Flaky Tests: Are You Sure You Want to Rerun Them?
Different teams have different approaches to dealing with flaky tests. Some even go as far as using the “Let’s run each test 10 times and if it passes at least once, it passed” approach.
I personally think that rerunning failed tests is poisonous — it legitimizes and encourages entropy, and rots the test suite in the long run.
The half-cocked approach
Some teams see rerunning failed tests as a very convenient short-term solution. In my experience, there is unfortunately no such thing as ‘a short-term solution’. All temporary solutions tend to become permanent.
Along with some other techniques that are efficient in the short term, but are otherwise devastating, rerunning tests is very popular with a certain category of managers. It’s particularly common in corporate environments: there are company goals, and then there are personal goals (ladders to climb). In such environments, some people tend to focus only on what needs to happen until the end of the current quarter or year. What happens later is often seen as someone else’s concern. Looking from that perspective, test rerunning is both fast and efficient, which makes it a desirable and convenient solution.

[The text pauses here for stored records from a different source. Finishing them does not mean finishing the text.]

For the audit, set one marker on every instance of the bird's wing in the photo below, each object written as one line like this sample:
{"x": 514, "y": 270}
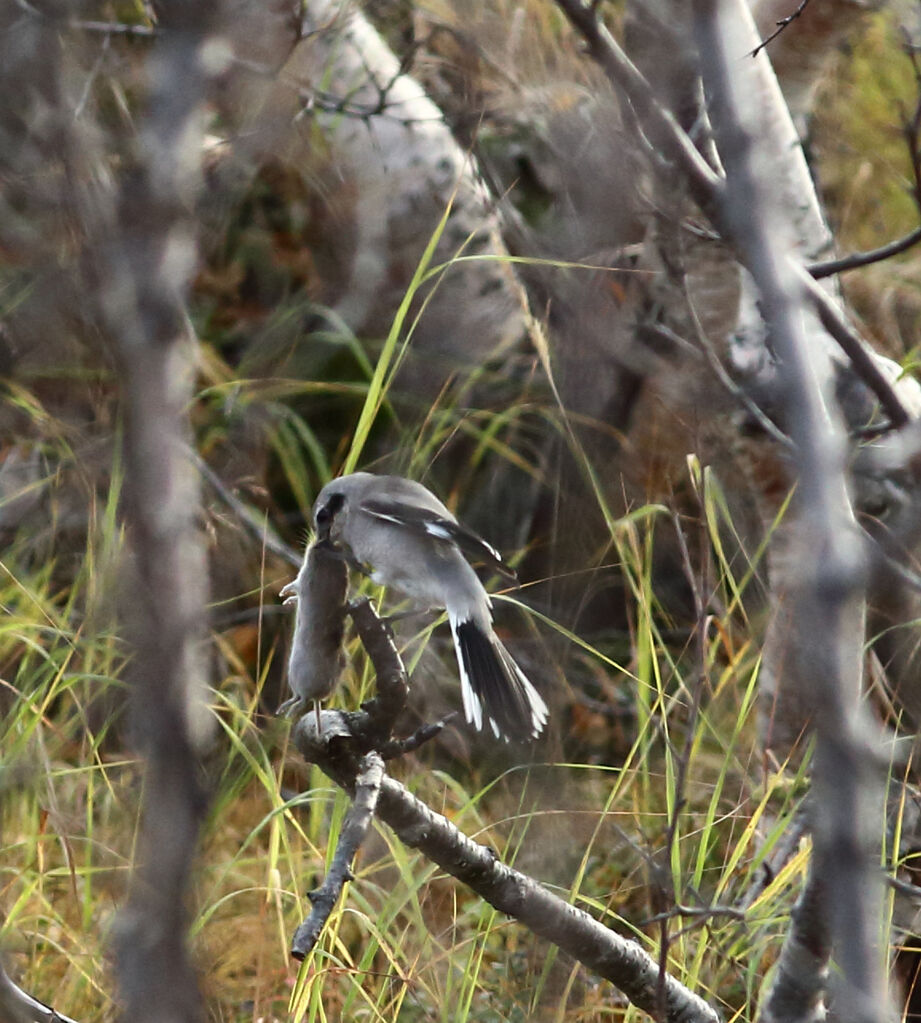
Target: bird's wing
{"x": 426, "y": 521}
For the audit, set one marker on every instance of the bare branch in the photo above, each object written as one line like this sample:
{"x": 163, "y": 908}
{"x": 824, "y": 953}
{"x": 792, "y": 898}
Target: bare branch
{"x": 797, "y": 991}
{"x": 706, "y": 186}
{"x": 354, "y": 830}
{"x": 828, "y": 268}
{"x": 781, "y": 25}
{"x": 826, "y": 598}
{"x": 862, "y": 359}
{"x": 145, "y": 261}
{"x": 336, "y": 750}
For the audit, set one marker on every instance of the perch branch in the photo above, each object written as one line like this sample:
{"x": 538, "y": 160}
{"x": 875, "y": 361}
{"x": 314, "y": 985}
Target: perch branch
{"x": 17, "y": 1007}
{"x": 354, "y": 830}
{"x": 338, "y": 751}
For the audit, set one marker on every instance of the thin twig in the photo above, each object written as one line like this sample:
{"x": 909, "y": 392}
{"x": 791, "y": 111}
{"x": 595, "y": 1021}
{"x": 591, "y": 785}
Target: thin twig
{"x": 781, "y": 25}
{"x": 259, "y": 528}
{"x": 862, "y": 359}
{"x": 828, "y": 268}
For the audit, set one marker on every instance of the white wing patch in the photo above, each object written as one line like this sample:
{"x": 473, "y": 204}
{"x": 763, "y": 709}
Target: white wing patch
{"x": 436, "y": 529}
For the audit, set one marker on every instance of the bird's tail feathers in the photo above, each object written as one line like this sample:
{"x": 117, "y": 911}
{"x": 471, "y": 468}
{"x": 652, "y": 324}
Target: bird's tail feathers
{"x": 493, "y": 686}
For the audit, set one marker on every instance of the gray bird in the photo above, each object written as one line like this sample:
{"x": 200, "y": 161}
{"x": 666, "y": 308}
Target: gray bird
{"x": 316, "y": 657}
{"x": 399, "y": 533}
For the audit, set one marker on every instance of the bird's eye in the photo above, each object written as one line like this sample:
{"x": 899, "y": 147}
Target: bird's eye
{"x": 325, "y": 513}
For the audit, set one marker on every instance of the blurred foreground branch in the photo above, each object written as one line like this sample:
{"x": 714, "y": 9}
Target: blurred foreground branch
{"x": 145, "y": 248}
{"x": 826, "y": 596}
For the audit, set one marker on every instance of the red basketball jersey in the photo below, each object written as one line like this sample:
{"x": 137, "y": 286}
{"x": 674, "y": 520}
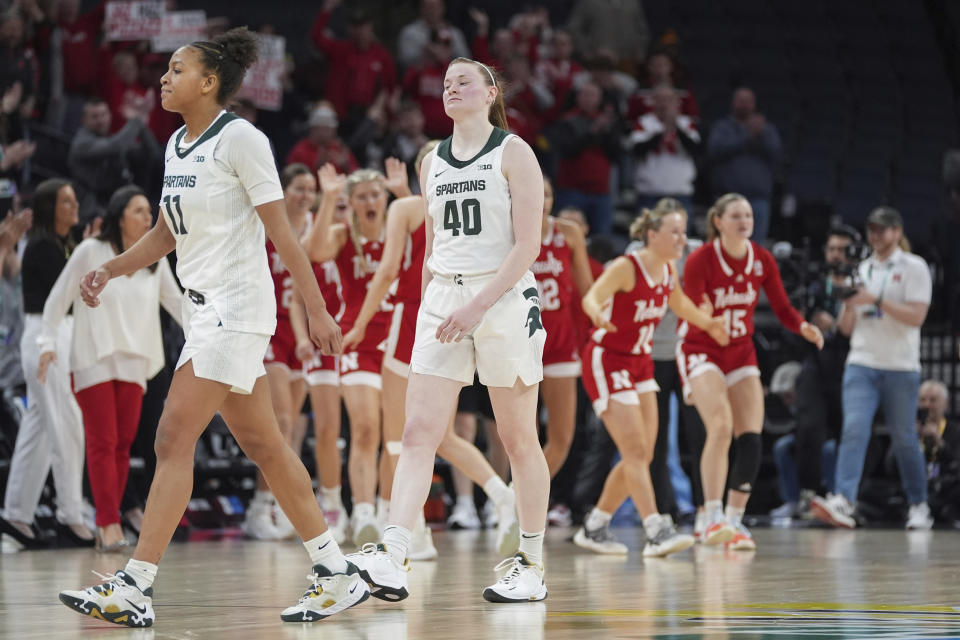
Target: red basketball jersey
{"x": 355, "y": 275}
{"x": 411, "y": 268}
{"x": 328, "y": 277}
{"x": 636, "y": 313}
{"x": 282, "y": 282}
{"x": 554, "y": 273}
{"x": 733, "y": 287}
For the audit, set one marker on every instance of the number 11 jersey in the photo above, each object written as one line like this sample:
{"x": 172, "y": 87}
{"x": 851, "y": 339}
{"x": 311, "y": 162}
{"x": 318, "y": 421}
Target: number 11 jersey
{"x": 470, "y": 208}
{"x": 210, "y": 188}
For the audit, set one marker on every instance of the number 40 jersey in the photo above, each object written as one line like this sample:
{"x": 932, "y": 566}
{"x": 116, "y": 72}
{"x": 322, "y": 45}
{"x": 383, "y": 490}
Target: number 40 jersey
{"x": 470, "y": 207}
{"x": 211, "y": 187}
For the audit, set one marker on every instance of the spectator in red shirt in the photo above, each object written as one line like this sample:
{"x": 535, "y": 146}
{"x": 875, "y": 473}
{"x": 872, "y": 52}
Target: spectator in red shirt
{"x": 587, "y": 140}
{"x": 358, "y": 67}
{"x": 424, "y": 83}
{"x": 321, "y": 145}
{"x": 661, "y": 70}
{"x": 558, "y": 68}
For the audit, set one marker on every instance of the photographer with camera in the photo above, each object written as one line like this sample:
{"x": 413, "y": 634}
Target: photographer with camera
{"x": 940, "y": 438}
{"x": 818, "y": 388}
{"x": 883, "y": 319}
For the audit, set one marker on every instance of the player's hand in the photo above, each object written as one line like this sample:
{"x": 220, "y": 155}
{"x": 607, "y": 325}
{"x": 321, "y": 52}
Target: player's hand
{"x": 325, "y": 332}
{"x": 812, "y": 334}
{"x": 331, "y": 182}
{"x": 92, "y": 284}
{"x": 717, "y": 330}
{"x": 459, "y": 323}
{"x": 354, "y": 337}
{"x": 397, "y": 179}
{"x": 46, "y": 359}
{"x": 304, "y": 350}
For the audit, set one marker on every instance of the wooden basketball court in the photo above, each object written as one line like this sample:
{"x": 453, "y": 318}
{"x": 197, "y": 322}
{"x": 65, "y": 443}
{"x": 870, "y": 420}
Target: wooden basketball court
{"x": 801, "y": 583}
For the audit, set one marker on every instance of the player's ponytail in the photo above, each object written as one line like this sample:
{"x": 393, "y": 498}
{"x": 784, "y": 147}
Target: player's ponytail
{"x": 717, "y": 210}
{"x": 498, "y": 110}
{"x": 360, "y": 176}
{"x": 229, "y": 56}
{"x": 652, "y": 219}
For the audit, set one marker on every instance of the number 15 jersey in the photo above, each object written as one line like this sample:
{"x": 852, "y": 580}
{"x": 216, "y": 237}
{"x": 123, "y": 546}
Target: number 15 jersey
{"x": 210, "y": 188}
{"x": 469, "y": 204}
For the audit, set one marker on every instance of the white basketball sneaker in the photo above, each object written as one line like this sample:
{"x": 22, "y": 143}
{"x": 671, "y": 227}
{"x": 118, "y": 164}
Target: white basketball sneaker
{"x": 387, "y": 577}
{"x": 599, "y": 540}
{"x": 508, "y": 527}
{"x": 330, "y": 594}
{"x": 520, "y": 581}
{"x": 118, "y": 600}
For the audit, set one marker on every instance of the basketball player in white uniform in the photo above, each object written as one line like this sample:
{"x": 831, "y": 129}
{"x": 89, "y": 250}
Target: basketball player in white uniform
{"x": 479, "y": 312}
{"x": 220, "y": 192}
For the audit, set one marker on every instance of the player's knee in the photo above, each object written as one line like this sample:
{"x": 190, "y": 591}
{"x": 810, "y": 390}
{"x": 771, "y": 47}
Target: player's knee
{"x": 746, "y": 463}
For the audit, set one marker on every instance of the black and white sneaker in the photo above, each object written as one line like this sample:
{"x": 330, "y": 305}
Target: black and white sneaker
{"x": 330, "y": 594}
{"x": 118, "y": 600}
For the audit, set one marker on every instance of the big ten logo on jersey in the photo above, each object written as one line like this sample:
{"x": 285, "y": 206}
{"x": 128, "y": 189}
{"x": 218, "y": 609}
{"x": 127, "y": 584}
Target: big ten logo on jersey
{"x": 621, "y": 380}
{"x": 362, "y": 267}
{"x": 349, "y": 362}
{"x": 694, "y": 360}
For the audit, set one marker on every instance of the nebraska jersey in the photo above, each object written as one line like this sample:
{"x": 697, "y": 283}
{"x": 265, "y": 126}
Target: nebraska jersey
{"x": 355, "y": 275}
{"x": 211, "y": 187}
{"x": 328, "y": 278}
{"x": 411, "y": 267}
{"x": 554, "y": 273}
{"x": 733, "y": 287}
{"x": 636, "y": 313}
{"x": 470, "y": 209}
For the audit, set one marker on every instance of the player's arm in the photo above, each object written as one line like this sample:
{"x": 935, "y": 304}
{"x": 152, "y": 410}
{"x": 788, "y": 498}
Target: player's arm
{"x": 619, "y": 276}
{"x": 153, "y": 246}
{"x": 582, "y": 275}
{"x": 425, "y": 274}
{"x": 685, "y": 309}
{"x": 398, "y": 227}
{"x": 325, "y": 239}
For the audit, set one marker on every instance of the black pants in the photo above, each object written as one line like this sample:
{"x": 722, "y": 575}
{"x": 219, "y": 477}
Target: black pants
{"x": 692, "y": 436}
{"x": 819, "y": 417}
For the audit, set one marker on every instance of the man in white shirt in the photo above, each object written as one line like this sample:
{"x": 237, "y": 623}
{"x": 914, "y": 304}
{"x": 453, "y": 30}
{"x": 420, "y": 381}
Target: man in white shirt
{"x": 883, "y": 319}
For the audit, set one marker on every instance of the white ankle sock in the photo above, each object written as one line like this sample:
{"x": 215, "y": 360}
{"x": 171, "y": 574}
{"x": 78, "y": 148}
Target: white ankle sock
{"x": 396, "y": 539}
{"x": 597, "y": 519}
{"x": 143, "y": 573}
{"x": 325, "y": 551}
{"x": 652, "y": 524}
{"x": 497, "y": 490}
{"x": 531, "y": 545}
{"x": 734, "y": 515}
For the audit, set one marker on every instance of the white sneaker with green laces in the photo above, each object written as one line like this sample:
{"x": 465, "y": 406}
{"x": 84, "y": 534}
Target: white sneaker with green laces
{"x": 387, "y": 577}
{"x": 520, "y": 581}
{"x": 330, "y": 594}
{"x": 117, "y": 600}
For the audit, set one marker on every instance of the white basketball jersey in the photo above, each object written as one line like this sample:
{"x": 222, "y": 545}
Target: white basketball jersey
{"x": 210, "y": 189}
{"x": 469, "y": 203}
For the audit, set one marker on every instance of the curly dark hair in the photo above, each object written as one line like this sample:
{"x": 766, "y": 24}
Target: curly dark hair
{"x": 229, "y": 56}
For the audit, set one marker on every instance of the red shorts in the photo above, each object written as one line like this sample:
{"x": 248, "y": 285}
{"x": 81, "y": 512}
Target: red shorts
{"x": 560, "y": 357}
{"x": 282, "y": 349}
{"x": 609, "y": 375}
{"x": 323, "y": 371}
{"x": 734, "y": 362}
{"x": 399, "y": 345}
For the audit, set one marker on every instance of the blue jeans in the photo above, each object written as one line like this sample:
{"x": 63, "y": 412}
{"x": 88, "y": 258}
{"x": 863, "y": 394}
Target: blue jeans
{"x": 761, "y": 219}
{"x": 598, "y": 208}
{"x": 864, "y": 390}
{"x": 785, "y": 459}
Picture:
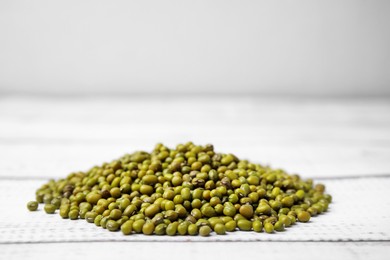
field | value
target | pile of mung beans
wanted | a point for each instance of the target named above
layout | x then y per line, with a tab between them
190	190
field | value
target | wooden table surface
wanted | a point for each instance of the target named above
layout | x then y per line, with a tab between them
344	143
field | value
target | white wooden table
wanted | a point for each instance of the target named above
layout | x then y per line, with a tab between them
344	143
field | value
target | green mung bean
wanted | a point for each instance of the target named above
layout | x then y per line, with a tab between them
188	190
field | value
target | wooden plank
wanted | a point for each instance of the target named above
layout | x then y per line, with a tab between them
316	138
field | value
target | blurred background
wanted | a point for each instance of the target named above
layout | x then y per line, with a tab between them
303	85
217	47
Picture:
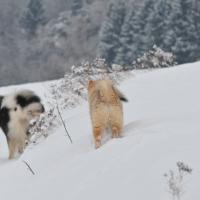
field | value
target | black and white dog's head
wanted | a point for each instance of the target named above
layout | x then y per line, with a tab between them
19	108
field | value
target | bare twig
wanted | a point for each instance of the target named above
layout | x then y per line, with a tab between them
29	167
63	122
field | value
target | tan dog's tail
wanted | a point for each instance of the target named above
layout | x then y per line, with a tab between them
121	96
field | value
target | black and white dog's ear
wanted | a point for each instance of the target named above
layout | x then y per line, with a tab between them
1	99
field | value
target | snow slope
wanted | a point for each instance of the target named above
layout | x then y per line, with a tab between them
162	126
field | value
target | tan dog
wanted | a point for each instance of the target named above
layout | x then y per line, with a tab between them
105	109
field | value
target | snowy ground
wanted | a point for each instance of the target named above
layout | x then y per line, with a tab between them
162	126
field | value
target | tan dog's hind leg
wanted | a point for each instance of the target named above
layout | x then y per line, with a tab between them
12	145
97	136
116	132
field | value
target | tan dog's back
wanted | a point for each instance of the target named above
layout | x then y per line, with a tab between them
105	108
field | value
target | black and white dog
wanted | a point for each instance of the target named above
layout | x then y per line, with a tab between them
16	112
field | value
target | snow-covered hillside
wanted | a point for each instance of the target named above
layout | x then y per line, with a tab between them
162	127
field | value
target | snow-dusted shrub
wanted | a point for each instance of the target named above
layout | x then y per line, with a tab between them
175	180
72	89
43	126
155	58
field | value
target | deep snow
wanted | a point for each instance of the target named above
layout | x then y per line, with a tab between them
162	126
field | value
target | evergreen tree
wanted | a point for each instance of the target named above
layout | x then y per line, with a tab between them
182	37
141	37
76	7
159	21
33	17
125	53
111	31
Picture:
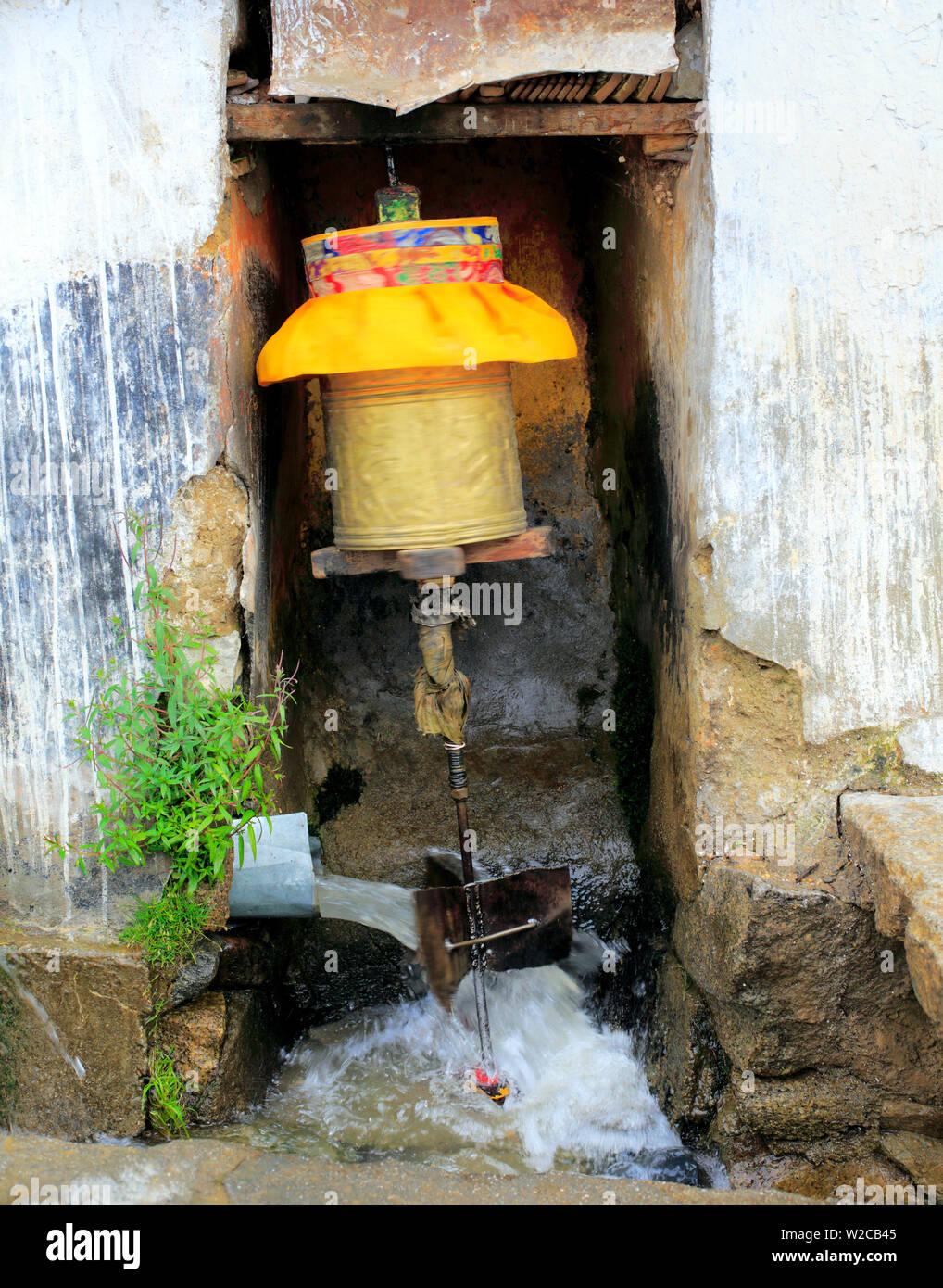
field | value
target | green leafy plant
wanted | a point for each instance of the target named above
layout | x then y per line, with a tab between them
181	764
168	927
161	1099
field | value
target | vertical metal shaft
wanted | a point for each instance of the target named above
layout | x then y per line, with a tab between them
458	779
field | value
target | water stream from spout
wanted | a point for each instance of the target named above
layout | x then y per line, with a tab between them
393	1080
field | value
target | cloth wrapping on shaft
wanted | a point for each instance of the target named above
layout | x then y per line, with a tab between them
441	692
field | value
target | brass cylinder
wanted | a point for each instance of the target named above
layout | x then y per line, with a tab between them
424	456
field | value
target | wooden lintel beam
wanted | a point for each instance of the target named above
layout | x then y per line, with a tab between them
329	121
330	562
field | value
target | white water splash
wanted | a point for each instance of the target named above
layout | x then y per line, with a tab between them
393	1080
42	1014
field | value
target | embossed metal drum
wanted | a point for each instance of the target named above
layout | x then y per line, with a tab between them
424	456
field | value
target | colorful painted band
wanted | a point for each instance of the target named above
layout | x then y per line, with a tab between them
406	274
348	241
388	258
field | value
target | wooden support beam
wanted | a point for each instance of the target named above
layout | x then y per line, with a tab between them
335	121
330	562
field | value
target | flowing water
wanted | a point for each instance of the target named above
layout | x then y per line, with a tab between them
42	1016
393	1082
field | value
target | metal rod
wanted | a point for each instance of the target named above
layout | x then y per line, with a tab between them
458	779
498	934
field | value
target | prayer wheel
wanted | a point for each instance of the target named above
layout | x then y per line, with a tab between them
424	456
411	327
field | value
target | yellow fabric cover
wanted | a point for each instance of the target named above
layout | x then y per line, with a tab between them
415	326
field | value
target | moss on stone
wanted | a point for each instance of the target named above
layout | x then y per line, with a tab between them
10	1040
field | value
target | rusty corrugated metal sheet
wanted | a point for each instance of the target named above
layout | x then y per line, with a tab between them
403	53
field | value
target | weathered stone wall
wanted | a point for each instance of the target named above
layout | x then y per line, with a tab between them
141	281
781	550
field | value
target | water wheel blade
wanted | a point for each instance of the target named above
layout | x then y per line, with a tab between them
539	894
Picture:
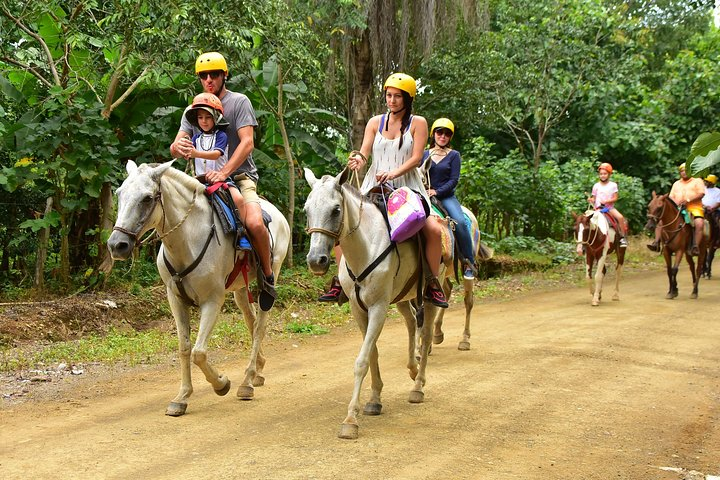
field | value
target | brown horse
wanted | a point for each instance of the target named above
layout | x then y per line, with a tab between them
675	238
595	235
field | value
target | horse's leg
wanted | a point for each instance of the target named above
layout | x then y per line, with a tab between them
672	268
209	311
589	260
438	335
181	313
618	272
371	324
599	275
253	372
469	301
416	340
417	395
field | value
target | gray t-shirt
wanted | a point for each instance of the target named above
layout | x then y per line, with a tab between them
238	111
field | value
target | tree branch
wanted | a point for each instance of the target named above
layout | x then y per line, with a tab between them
39	39
28	68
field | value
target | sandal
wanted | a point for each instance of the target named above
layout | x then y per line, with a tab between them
267	295
434	294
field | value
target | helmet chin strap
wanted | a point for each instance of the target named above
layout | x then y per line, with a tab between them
387	124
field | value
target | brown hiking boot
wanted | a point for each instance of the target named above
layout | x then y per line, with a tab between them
655	246
333	294
434	294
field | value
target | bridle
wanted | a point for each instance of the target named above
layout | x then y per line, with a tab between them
337	235
157	198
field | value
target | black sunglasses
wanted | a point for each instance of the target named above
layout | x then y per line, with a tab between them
215	74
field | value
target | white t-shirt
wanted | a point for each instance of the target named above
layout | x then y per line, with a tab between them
603	193
712	197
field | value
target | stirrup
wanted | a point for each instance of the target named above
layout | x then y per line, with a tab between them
434	294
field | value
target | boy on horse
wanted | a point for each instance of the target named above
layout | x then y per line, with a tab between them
212	71
603	197
687	193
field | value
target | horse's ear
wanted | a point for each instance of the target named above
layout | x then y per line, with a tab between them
344	176
310	177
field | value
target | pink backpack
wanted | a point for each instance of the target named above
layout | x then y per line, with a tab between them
406	214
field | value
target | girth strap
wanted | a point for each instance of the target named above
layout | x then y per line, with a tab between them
367	272
178	277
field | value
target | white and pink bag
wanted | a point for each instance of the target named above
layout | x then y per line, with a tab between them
406	214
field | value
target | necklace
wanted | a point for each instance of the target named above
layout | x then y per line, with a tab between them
206	141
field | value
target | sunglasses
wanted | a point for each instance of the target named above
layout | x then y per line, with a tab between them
215	74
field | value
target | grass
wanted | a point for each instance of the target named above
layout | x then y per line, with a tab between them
298	314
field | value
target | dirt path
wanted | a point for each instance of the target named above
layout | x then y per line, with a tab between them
552	389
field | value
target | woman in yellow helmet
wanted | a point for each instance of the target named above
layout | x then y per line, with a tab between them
396	141
444	175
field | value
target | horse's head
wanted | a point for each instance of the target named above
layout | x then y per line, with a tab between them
138	197
325	212
656	209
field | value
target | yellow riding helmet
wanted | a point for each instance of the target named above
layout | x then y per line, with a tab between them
402	82
442	123
210	61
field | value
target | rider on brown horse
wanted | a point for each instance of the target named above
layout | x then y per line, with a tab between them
688	193
603	197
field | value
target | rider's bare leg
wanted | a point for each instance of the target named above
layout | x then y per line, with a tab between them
252	218
699	227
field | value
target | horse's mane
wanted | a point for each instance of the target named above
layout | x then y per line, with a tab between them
185	180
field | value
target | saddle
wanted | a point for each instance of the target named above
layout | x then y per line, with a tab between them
223	204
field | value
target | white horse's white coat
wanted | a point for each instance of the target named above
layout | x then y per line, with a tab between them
165	199
336	211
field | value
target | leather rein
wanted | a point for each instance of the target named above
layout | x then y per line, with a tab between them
176	276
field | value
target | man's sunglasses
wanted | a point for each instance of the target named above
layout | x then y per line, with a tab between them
215	74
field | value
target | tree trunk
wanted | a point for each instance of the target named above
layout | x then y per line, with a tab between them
106	224
39	282
291	165
361	65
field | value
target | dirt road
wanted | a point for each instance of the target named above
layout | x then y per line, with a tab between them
551	389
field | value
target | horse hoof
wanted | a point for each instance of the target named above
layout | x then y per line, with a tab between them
246	392
348	431
176	409
372	409
223	391
416	397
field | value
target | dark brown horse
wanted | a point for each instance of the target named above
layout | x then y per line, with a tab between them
675	239
595	235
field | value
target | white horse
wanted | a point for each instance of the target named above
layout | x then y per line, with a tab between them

Keeping flaky tests and brute-forcing them to pass defeats the purpose of testing. There is an unspoken assumption that something is wrong with the tests, and that it’s fine to just rerun them. This assumption is dangerous. Who’s to say that the race or the time-out that causes the flakiness is in the test, and not in the production code? And that it’s not affecting the customer?
The sustainable solution
The long-term solution is to either fix or replace the flaky tests. If one developer cannot fix them, another one should try. If a test cannot be fixed, it should be deleted and written from scratch, preferably by somebody who didn’t see the flaky one. Test coverage tools can be used as a kind of a safety net, showing if some tests have been deleted without being adequately replaced.
Not being able to develop stable tests for some part of the code usually means one of these two things — either that something is wrong with the test and/or the testing approach, or that something is wrong with the code being tested. If we are reasonably certain that the tests are fine, it’s time to take a deeper look at the code itself.
Our position on flaky tests
Deleting and fixing flaky tests is a pretty aggressive measure, and rewriting tests can be time consuming. However, not taking care of flaky tests leads to certain long-term test suite degradation.
On the other hand, there are some legitimate use-cases for flaky test reruns. For example, when time-to-market is of essential importance, and when technical debt is deliberately accumulated with the intention and a clear plan on paying it off in the near future.
As a CI/CD tool vendor, we feel that our choice whether to support rerunning failing flaky tests affects numerous customers. Not just the way they work, but, much more importantly, the way they perceive flaky tests and the testing process itself. At this point, we are choosing not to support rerunning failed tests, since our position is that this approach is harmful much more often than it is useful.